In my Level 1 days, I manually repeated the same routine every morning. “Check yesterday’s merged PRs” → “summarize the changes” → “list open issues” → “propose priorities.” All four, in order, every time. Twenty minutes a day. Seven hours a month. It took me about three weeks to notice that the instructions were almost identical every time.

After: one skill, “summarize this week”

I turned that routine into a skill. One sentence runs it: “summarize this week.” A 20-minute routine became 2 minutes. Beyond the time savings, there was a bigger change. Building this skill forced me to make explicit “the pattern of judgments I make every day.” The process itself was practice in raising the abstraction layer.

There was one thing I felt every time I built a skill. People call it compounding engineering. Our projects are big enough that they don’t end in a single session. This isn’t a finish-line game. It’s a compounding game where earlier sessions affect later ones with interest.

“The biggest payoff is in raising the abstraction layer ever higher.”

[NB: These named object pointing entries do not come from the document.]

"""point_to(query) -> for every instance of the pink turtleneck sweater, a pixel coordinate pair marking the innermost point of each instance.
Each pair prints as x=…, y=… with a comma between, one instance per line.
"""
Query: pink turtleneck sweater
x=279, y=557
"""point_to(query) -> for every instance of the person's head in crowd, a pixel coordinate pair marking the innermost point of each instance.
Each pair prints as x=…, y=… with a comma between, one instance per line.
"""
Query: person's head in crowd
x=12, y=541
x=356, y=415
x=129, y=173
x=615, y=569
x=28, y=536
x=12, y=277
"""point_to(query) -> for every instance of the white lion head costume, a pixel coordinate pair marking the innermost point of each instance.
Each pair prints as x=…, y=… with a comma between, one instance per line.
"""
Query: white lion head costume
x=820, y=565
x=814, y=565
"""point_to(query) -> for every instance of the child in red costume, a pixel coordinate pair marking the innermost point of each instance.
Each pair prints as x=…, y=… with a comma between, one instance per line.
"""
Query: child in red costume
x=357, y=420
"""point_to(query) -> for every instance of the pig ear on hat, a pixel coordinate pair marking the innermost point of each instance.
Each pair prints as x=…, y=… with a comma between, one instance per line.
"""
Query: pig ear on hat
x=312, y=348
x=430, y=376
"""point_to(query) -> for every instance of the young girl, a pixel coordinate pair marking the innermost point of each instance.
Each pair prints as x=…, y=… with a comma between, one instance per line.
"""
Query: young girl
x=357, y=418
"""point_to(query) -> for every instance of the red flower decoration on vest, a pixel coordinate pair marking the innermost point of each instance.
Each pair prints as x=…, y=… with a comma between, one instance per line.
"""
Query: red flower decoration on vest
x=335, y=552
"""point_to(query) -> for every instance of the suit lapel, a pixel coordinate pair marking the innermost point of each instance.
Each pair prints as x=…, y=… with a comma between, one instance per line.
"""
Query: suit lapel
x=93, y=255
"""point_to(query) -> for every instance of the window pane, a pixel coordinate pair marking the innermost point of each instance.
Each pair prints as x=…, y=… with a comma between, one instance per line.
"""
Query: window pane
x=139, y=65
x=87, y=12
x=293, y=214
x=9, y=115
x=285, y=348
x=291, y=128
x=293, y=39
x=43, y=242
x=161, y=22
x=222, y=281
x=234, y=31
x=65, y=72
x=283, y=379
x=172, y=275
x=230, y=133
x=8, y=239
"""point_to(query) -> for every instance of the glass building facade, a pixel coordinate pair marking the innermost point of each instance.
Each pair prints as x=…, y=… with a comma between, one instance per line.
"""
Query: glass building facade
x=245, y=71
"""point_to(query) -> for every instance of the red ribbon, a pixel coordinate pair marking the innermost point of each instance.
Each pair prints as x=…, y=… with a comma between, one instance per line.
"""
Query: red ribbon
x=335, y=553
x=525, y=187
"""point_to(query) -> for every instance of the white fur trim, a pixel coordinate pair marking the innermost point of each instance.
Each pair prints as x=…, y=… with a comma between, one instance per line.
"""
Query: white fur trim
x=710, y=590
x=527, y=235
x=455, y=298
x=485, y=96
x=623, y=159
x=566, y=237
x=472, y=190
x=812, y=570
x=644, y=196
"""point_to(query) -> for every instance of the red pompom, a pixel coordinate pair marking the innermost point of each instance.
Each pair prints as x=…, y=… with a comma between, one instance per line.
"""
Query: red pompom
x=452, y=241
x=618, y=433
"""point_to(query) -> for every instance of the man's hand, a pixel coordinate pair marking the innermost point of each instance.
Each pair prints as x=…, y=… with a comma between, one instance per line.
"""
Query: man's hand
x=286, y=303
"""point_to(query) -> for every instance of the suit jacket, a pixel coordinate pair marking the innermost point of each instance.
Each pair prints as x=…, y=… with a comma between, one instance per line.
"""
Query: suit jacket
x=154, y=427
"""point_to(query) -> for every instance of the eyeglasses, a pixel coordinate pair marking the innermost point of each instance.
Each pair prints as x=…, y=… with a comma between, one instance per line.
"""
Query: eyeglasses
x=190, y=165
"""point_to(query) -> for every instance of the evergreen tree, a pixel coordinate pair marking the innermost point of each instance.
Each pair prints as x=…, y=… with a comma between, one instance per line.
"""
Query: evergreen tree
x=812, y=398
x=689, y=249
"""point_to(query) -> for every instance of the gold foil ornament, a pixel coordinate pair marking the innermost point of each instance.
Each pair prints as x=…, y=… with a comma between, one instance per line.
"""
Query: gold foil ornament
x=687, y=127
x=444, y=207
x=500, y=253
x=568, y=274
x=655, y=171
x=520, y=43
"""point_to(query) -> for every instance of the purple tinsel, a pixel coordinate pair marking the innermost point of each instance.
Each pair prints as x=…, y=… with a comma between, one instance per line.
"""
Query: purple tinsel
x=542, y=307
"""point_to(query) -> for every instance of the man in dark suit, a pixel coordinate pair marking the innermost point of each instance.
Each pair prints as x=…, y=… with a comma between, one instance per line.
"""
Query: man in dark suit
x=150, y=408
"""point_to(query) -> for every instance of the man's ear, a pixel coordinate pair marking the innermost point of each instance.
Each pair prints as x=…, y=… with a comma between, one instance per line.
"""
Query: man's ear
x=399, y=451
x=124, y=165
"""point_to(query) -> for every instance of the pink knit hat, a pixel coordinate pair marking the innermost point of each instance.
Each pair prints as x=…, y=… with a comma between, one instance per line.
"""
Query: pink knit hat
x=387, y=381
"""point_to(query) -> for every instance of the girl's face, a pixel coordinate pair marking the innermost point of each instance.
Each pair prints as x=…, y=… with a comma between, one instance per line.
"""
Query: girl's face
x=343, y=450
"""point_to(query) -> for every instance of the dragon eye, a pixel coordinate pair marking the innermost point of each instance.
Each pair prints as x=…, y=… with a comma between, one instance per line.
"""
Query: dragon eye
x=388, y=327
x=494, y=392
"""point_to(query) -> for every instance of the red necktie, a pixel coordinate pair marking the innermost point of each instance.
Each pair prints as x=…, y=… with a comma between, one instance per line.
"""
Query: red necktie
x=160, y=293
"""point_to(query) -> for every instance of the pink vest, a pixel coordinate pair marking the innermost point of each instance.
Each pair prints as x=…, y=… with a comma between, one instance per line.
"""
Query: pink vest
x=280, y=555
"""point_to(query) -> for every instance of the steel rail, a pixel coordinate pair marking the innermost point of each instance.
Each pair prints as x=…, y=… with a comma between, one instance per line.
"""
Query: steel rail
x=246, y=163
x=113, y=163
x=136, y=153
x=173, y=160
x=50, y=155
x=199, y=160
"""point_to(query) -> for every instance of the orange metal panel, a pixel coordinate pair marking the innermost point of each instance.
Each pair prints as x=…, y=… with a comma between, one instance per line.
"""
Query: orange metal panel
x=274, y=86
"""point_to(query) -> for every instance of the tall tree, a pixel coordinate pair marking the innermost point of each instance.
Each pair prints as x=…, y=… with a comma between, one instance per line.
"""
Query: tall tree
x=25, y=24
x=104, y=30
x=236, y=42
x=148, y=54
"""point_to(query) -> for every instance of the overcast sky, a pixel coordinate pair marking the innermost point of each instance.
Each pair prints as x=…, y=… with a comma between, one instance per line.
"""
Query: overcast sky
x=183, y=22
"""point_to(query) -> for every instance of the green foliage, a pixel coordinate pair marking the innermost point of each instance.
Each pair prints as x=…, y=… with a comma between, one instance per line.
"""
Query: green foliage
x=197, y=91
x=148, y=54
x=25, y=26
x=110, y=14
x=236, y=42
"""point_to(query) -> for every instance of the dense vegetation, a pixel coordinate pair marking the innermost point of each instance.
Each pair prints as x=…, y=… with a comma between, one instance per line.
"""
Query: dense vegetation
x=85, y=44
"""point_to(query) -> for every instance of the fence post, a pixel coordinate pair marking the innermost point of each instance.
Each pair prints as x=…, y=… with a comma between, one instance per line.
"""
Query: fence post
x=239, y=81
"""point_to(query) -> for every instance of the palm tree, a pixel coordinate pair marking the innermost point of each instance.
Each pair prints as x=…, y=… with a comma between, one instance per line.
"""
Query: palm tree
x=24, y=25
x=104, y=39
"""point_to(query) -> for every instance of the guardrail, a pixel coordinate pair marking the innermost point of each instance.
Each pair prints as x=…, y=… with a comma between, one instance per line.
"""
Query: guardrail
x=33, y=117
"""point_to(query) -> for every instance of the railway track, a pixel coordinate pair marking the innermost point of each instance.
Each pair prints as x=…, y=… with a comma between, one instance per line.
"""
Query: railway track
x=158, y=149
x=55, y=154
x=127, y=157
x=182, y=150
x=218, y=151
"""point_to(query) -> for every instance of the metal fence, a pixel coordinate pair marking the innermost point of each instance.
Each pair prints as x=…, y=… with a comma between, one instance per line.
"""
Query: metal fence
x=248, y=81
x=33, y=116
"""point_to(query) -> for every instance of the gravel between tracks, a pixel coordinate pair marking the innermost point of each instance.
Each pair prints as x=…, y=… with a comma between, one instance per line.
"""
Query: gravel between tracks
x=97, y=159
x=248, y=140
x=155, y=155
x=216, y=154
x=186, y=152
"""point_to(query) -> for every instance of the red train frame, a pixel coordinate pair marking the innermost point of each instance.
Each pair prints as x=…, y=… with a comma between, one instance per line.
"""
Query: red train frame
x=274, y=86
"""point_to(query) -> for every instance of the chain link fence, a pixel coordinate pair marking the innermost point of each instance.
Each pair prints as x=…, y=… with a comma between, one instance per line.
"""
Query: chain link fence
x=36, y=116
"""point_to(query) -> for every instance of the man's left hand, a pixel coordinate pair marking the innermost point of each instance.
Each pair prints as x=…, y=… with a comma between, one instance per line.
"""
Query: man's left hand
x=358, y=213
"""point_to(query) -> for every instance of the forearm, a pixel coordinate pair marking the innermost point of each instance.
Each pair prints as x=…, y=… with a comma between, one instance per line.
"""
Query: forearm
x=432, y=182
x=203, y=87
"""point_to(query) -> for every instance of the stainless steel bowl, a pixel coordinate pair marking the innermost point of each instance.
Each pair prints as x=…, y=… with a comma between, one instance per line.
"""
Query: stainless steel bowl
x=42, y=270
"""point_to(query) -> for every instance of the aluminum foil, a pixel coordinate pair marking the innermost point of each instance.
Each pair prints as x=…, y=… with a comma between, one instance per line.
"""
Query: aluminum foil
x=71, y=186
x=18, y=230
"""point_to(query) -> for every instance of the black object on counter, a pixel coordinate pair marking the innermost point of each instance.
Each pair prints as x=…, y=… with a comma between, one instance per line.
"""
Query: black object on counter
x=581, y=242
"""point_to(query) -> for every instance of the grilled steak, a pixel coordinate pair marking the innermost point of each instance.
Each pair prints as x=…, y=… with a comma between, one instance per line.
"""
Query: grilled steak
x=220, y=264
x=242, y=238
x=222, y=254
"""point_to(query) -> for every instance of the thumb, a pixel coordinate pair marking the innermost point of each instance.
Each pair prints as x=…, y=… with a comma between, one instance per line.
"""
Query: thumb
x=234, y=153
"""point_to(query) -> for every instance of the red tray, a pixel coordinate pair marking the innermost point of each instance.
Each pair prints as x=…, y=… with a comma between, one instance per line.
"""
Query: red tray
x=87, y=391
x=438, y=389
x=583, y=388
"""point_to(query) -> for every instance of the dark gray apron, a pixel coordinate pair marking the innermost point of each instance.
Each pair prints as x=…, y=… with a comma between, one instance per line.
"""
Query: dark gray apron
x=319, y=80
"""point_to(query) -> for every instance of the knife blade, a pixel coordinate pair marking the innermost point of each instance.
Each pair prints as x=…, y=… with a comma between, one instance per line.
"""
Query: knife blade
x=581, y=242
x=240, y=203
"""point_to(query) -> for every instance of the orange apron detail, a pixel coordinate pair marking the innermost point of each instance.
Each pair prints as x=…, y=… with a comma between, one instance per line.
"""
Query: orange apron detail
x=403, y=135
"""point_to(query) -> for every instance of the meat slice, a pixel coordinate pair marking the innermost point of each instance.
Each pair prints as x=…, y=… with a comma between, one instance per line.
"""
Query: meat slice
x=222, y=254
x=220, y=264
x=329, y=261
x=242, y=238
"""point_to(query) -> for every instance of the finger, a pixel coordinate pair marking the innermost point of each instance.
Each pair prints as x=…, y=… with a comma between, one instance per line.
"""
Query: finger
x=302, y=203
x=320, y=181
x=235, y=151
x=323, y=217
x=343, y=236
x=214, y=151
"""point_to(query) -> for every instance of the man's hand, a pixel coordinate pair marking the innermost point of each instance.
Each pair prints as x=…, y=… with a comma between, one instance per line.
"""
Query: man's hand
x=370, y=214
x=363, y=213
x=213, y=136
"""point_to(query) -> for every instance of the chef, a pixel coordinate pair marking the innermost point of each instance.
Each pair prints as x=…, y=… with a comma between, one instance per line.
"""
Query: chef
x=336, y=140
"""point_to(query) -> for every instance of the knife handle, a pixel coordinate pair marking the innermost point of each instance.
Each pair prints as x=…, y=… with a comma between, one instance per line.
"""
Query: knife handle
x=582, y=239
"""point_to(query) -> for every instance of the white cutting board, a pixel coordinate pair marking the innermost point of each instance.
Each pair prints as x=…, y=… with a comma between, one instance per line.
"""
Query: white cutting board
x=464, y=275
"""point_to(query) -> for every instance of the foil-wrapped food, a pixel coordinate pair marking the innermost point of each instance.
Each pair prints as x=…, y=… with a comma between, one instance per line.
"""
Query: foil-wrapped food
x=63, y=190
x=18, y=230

The “edge” Karpathy named isn’t just time savings. Each level up widens the field of view, so you can take on bigger problems. From the era of writing code by hand (Level 0), to the era of instructing an agent in English (Level 1–2), to the era of designing an orchestrator that manages agents (Level 2–3). Every level up dramatically broadens what a human can take on.

When abstraction goes up, the human’s role changes

It’s not that the human idles while the agent works. Instead of typing code, you design the system. Instead of instructing the agent, you build the environment in which the agent works well.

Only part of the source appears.